Elizabeth Driggs Oberg was born in San Gabriel, California on September 8, 1915. She was the oldest daughter of Ruggles and Mabel Driggs. Her two younger sisters, Lucy May and Alice preceded her death. She met her husband, Ollie, in high school and they were married on June 5, 1937. They began their married life in Inglewood, California. In 1941, they bought their home in a new suburb of Los Angeles name Westchester (at that time there were only 5 homes on the block) where they resided their entire lives. Betty (as she liked to be called) and Ollie had two daughters, Margaret (known as Peggy) and Linda who both still live in Westchester.
Betty was a homemaker and during World War II was an Air Raid Warden in her neighborhood. She had a great love of dogs and big ones at that! Betty and Ollie loved the "ponies" and spent many a day at Hollywood Park with their friends. She would always bet on the grey ponies. She used to say, "Hurry up, get on up there!" At 95 years of age she still enjoyed going to the races.
Betty and Ollie were blessed with almost 40 years of marriage until his passing in 1975. They traveled to Mexico many times and spent almost a month in Europe. Family trips to Yellowstone, Yosemite, Seattle, Death Valley and so many other places are captured on film in hundreds of wonderful photographs and slides. They were photography enthusiasts and Betty and Ollie spent countless hours developing and printing pictures in their own darkroom. After Ollie's passing, Betty continued her travels with Peggy visiting Spain, New Zealand and Alaska. She traveled with Linda and her grandchildren to Hawaii numerous times. Her last trip was to Las Vegas to see the show "Jersey Boys" and "pull the one armed bandits" as she like to call them.
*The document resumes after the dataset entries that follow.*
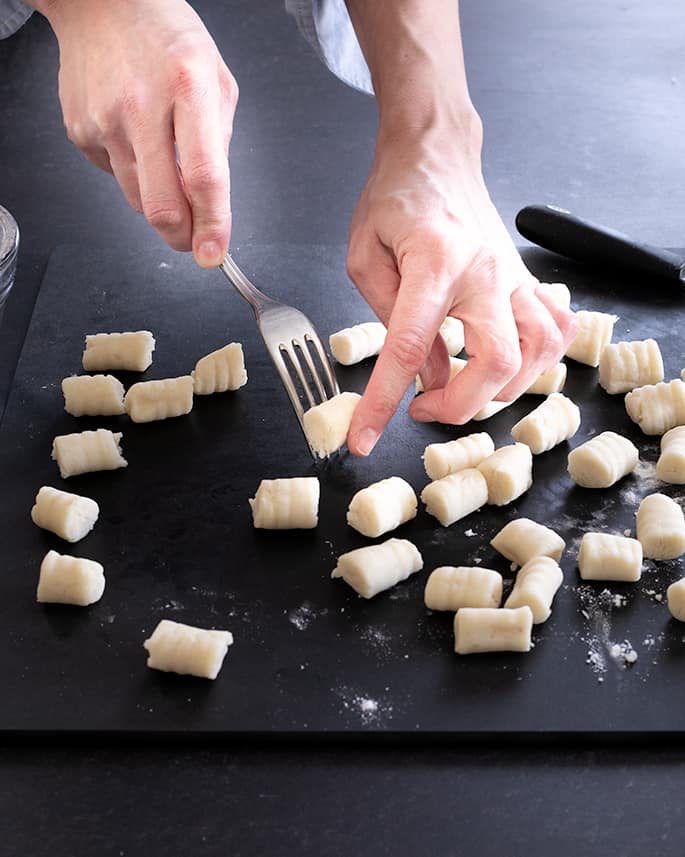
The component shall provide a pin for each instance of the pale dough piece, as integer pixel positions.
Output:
(656, 408)
(326, 425)
(626, 365)
(603, 556)
(69, 516)
(453, 587)
(130, 351)
(286, 504)
(456, 495)
(551, 381)
(671, 464)
(536, 585)
(220, 371)
(522, 540)
(354, 344)
(675, 595)
(491, 629)
(88, 451)
(441, 459)
(372, 569)
(452, 332)
(553, 421)
(660, 527)
(186, 650)
(601, 461)
(508, 473)
(70, 580)
(93, 395)
(382, 506)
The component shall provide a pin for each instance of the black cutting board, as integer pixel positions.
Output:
(310, 657)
Her greatest pleasure in her later years was watching her grandchildren and great grandchildren grow and play. She was always at their ice skating, tennis and baseball competitions. She sewed many Halloween costumes and beaded many ice skating and tennis outfits for her granddaughters. Baseball was a sport she truly loved. She followed it long before the Dodgers arrived in LA and listened to it on the radio long before games were televised. In her later years, she never missed a game her grandson and great grandson played in if she could help it. Even at 97 years of age she still enjoyed baseball. You could always hear Betty from the stands cheering: "Come on Tommy, get a hit!" or "Hit one for grandma, Mikey!" She would cheer for Angel running the bases around a T-ball game she liked the game so much.
Betty lived a long and healthy life and passed peacefully in her own home in the company of her family. She will always be remembered by Peggy, Linda, Bob (her beloved son-in-law) and her grandchildren and great grandchildren. She has now gone to begin her eternal life in heaven and we know one day we will all meet again probably around that third baseline or behind home plate.
The family requests in lieu of flowers you may donate to the LA Mission or any charity in Betty's name.